– Synku, otwórz oczy! – Matka wpatrywała się w syna bez mrugnięcia, próbując uchwycić jego reakcję. – Spójrz, co ona robi. Czy nie widzisz, że tobą manipuluje, buntując Cię przeciwko własnej matce?
Syn spojrzał na swoją żonę. Cesarzowa, poważna i nieruchoma, czekała na decyzję. Wiedziała, co będzie dalej. Ale on milczał. Jego oczy błysnęły zdradliwie i natychmiast wyschły, twarz ściemniała, stwardniała jak kamień.
Milczenie gęstniało nadchodzącą tragedią, o której cesarscy minstrele będą śpiewać ballady i legendy przez następne tysiąc lat. Strażnicy nerwowo skrzypnęli butami, przestępując z nogi na nogę, a kanclerz – zaszeleścił rękawem, ścierając niewidzialną plamę po winie.
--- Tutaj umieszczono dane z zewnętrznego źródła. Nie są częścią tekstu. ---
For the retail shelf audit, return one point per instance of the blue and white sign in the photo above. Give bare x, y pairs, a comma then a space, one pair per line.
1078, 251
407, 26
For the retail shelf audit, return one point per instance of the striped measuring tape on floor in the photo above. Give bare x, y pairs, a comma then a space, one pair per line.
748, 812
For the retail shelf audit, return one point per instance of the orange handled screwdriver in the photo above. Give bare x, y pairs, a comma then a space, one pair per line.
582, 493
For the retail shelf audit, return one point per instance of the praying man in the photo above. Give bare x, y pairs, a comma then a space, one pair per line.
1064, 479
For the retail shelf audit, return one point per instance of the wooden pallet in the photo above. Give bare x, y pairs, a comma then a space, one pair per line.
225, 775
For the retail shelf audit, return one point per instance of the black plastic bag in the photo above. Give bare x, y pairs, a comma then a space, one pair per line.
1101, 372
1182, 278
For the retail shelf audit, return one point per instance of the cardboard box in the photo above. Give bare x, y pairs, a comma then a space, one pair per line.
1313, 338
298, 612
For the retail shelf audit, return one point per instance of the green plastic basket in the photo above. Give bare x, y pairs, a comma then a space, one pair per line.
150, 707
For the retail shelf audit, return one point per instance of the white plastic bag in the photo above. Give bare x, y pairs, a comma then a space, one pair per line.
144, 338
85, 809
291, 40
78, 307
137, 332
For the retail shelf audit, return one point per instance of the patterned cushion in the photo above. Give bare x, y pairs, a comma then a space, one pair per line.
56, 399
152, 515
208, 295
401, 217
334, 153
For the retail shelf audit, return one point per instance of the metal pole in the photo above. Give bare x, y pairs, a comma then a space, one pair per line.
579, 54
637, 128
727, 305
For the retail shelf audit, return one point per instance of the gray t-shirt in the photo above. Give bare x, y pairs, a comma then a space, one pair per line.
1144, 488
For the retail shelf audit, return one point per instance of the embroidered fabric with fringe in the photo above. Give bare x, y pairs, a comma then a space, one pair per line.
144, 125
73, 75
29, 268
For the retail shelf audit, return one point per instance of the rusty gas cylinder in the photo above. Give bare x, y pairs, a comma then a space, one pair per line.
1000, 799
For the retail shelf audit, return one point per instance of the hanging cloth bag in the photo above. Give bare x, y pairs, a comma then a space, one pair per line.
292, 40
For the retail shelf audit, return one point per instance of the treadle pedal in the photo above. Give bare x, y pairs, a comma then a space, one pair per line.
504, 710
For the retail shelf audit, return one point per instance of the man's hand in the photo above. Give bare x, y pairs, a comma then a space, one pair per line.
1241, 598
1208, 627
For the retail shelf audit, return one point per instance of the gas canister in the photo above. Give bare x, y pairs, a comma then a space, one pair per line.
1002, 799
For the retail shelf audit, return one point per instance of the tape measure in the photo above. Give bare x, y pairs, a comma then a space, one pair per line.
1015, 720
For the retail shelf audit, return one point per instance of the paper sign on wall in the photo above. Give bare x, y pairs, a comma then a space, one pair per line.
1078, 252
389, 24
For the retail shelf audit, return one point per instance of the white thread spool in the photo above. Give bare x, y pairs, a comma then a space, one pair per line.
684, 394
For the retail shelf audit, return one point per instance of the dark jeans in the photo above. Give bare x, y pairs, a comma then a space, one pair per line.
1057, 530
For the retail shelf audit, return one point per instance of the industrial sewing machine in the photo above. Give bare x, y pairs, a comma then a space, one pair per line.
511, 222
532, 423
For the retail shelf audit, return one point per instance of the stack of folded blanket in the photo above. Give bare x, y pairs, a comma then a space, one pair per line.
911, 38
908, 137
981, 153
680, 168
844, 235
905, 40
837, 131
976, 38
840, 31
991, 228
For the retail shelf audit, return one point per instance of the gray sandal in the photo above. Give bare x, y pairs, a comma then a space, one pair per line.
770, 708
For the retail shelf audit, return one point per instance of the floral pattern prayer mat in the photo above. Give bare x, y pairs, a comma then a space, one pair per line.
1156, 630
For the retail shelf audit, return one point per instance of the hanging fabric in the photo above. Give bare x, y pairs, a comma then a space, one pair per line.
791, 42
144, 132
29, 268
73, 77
Napięcie rosło.
– Masz rację, mamo – powiedział cicho syn, a potem głośniej, mocnym głosem dodał, wydając rozkaz:
– Nikt nie ma prawa rządzić cesarzem, omijając jego wolę. Spalcie jej dom i cały jej dobytek, – wskazał ręką w stronę matki. – Ludowi ogłoście, że zmarła. Ją samą wyślijcie do najdalszej osady. Na zawsze. I jeszcze jedno – spojrzał w oczy matki, pełne przerażenia – dopilnujcie, by niczego jej tam nie brakowało.
Lekka bójka, powściągliwy kobiecy płacz – i świat znów odzyskał spójność: nikt już nie powie: "Mój cesarz" – i on znów należał tylko do imperium.